For those of you who might not know, Joel Salatin is the owner of Polyface Farms in Virginia, the author of many books on farming practices, and a well-known and oft-cited personality in the sustainable farming world. His most well-known and widely-embraced method seems to be the practice of "mob grazing," specifically grazing chickens under a structure known as a "chicken tractor." The basic idea is that by keeping the chickens contained in a certain area, and moving that area either once or twice per day, you reap the benefits of "free ranging" a chicken in that they forage and scratch for edibles besides the grain you feed them, but by containing them for a certain interval on the same piece of land, you force them to eat more that just their favorite morsels before moving on. Anyways, Salatin has written quite a few books detailing his methods for pastured poultry, produced an instructional DVD, and holds weekend-long workshops on his farm where you can pay thousands of dollars to see him move around his chickens in person. His method has certainly worked very well for him and made him a successful farmer and businessman, but he seems to have ascended to such a position that certain followers will hear no wrong. There comes a point where a novel and unorthodox approach becomes in itself an orthodoxy. Orthodoxy is not, shall we say, my bag.

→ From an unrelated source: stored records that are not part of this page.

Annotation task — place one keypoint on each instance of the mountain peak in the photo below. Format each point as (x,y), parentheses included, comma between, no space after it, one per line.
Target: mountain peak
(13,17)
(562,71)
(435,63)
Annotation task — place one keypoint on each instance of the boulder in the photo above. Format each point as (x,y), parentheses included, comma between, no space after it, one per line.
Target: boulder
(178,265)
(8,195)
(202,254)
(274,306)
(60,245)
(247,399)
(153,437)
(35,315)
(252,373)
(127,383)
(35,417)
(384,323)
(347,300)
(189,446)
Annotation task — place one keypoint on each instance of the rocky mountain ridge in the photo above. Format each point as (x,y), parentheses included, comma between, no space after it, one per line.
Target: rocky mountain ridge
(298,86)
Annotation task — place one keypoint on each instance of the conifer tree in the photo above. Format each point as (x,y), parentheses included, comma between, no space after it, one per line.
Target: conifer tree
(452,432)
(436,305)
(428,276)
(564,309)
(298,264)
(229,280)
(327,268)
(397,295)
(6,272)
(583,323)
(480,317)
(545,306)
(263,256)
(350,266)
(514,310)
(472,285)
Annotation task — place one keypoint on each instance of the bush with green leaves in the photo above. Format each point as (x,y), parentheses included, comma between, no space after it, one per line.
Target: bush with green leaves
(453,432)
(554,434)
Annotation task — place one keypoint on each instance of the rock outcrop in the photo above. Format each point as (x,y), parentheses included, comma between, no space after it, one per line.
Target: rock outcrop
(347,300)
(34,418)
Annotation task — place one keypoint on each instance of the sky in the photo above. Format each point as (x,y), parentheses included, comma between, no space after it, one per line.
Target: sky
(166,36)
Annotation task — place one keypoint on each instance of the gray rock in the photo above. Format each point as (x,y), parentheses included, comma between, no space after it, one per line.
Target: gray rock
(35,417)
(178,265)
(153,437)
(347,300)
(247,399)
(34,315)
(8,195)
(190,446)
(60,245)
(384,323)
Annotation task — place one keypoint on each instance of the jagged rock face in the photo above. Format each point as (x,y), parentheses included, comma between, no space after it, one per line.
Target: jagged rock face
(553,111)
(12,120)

Perhaps it's my Unitarian upbringing, or a habit I picked up in academic writing, but I tend to take what I can use from any source and discard the rest. There are some interesting and instructive stories in the Bible, but I don't feel the need to keep an eye out for the great Whore of Babylon. Similarly, there are some tips to glean from people like Joel Salatin, or from the writings of Rudolph Steiner. Just as I'm not going to swallow the Bible whole, I'm not prepared to pick a farmer-prophet and blindly follow him (and it's overwhelmingly him) to the ends of the earth. I guess what I'm trying to say is that I'm looking forward to continue my agricultural education in the piecemeal way I started, picking tips up where I can and creating a set of best practices uniquely tailored to my principles, my farm, and my soil. There is no one size fits all approach to sustainable farming, which is a significant part of what differentiates it from conventional farming. As Wendell Berry points out in The Unsettling of America, before the rise of large agribusiness in the mid-20th Century there was no orthodoxy in farming. Each region and to a certain extent each farm had its own set of best practices passed down through the generations. But with the rise of the paint by numbers chemical farming, there was suddenly a "right way" to farm advocated by suppliers, universities, and even the government. In my opinion, even though none of the several approaches to sustainable agriculture has the institutional backing that conventional farming enjoys, there is still the danger of creating certain orthodoxies within the movement that prevent farmers from tailoring their own best practices and maybe even leads to the high incidence of people who "burn out" of sustainable farming before they've really established themselves.
I've only read one of Salatin's books, and while I'm not exactly itching to add another Salatin opus to my ever-growing pile of reading material, I'm sure I'll get around to it one of these days. In the meantime, I'll keep reading whatever I can get my hands on. As I finishing digesting these books, I'll post a mini "book report" full of the methods and ideas that interested me most in each. Hopefully, it will be a helpful exercise, and not too completely boring to whoever decides to read my assorted brain-droppings.